Gas prices are the most visible price displayed on the entire planet. It is the most transparent price in the world – you go near a gas station, prices are posted and visible a hundred meters out.
With visibility comes politics. Especially in Canada, it is a perennial occasion to read of news articles claiming price collusion, and politicians claim to act in the public interest against price gouging, etc.
Cue in the headline that the US administration is deciding to release 1 million barrels a day out of the US Strategic Petroleum Reserve for the next 6 months.
If fully executed, this will drain about a third of the reserve.
However, telegraphing this move allows traders to take advantage of the situation. You see this with a re-shaping of the oil futures curve (it was more dramatic when the preliminary news came out a couple days ago):
Back in 2020 during the middle of the Covid crisis, this curve was in the inverse direction – short term oil was priced much cheaper than longer-term oil. The reaction by the market was to store oil on tankers (bidding up tanker companies in the process) and arbitraging the time.
This is an inverse of that situation – sell spot oil (which is about $15 over 1-year out pricing), and long future-dated oil, and perform an arbitrage on the price difference. This is assuming that the inventory will actually be refilled in the future. This is a big assumption.
I do not think it will be that easy. Energy is highly in demand, and supplies will be more and more difficult to procure, especially within North America, where we have mal-invested in our energy production for quite some time.
If anything, this decision is a sign that my bullishness on fossil fuels was too low an estimate.
Having a strategic reserve reduces price volatility as if things really hit the fan (e.g. if the Saudis for whatever reason couldn’t export anymore) you had some time to work with. Every million barrels that gets pulled out of the reserves reflects an increase in future volatility since the price curve for fossil fuels is highly inelastic.

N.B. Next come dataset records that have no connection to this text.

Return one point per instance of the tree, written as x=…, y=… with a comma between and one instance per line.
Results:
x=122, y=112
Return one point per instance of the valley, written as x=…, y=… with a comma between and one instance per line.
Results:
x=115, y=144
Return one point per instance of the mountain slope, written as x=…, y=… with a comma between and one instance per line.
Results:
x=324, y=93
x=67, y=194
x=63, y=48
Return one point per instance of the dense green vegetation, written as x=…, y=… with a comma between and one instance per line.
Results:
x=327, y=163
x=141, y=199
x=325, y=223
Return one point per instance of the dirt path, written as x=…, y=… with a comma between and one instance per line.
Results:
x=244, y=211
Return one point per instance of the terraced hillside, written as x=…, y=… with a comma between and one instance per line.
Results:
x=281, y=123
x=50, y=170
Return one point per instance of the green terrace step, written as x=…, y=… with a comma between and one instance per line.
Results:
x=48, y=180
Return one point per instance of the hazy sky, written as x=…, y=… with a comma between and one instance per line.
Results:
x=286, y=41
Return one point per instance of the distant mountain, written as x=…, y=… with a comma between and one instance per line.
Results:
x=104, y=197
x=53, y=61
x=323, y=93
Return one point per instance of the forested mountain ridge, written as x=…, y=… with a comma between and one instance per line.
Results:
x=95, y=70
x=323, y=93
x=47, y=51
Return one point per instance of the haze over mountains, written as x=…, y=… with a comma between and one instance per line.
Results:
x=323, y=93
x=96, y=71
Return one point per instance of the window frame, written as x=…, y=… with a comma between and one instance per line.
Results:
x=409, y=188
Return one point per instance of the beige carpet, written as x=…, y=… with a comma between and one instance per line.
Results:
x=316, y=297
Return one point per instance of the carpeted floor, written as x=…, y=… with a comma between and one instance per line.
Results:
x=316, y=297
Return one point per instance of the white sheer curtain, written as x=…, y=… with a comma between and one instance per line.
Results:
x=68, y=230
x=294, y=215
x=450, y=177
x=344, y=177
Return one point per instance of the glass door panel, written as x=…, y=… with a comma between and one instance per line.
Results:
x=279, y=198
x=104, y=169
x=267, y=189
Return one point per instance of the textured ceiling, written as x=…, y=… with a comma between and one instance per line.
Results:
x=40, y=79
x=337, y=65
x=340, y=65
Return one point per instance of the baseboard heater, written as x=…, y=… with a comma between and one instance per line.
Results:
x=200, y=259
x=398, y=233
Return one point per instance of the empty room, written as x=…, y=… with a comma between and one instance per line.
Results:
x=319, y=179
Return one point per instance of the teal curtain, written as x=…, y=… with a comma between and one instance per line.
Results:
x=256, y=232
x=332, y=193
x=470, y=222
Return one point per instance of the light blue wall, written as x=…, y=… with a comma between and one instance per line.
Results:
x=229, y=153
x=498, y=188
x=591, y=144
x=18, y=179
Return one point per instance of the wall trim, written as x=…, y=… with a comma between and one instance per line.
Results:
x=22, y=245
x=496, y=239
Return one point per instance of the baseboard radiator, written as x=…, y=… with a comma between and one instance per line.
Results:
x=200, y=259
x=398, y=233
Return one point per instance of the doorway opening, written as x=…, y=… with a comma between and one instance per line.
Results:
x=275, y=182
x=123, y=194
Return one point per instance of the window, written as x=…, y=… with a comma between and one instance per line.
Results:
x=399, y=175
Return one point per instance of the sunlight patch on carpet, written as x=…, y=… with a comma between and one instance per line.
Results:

This is not to say that the upside will not continue – we could see a quenching of demand in our rising interest rate environment, or if we get into a recession. High energy prices also have a way of reducing energy usage.
But recall that world oil consumption only dropped from 100 million barrels a day to 91 million barrels in 2020 (the Covid year), when everything was virtually shut down in most places for at least 3 months. A recession will not drop total consumption by 9 million barrels a day – it will be far less than that.
It doesn’t take much of a supply imbalance to change prices – the fossil fuel market is inelastic. But right now, the price pressure is most certainly on the upside, and the SPR release is something to cause one to be more bullish of, especially since it is easy to see the political motivations behind this decision – the Democrats in congress right now are looking like they will be smoked in the upcoming November mid-term elections and high fuel prices, being as visible as they are, is one reason why.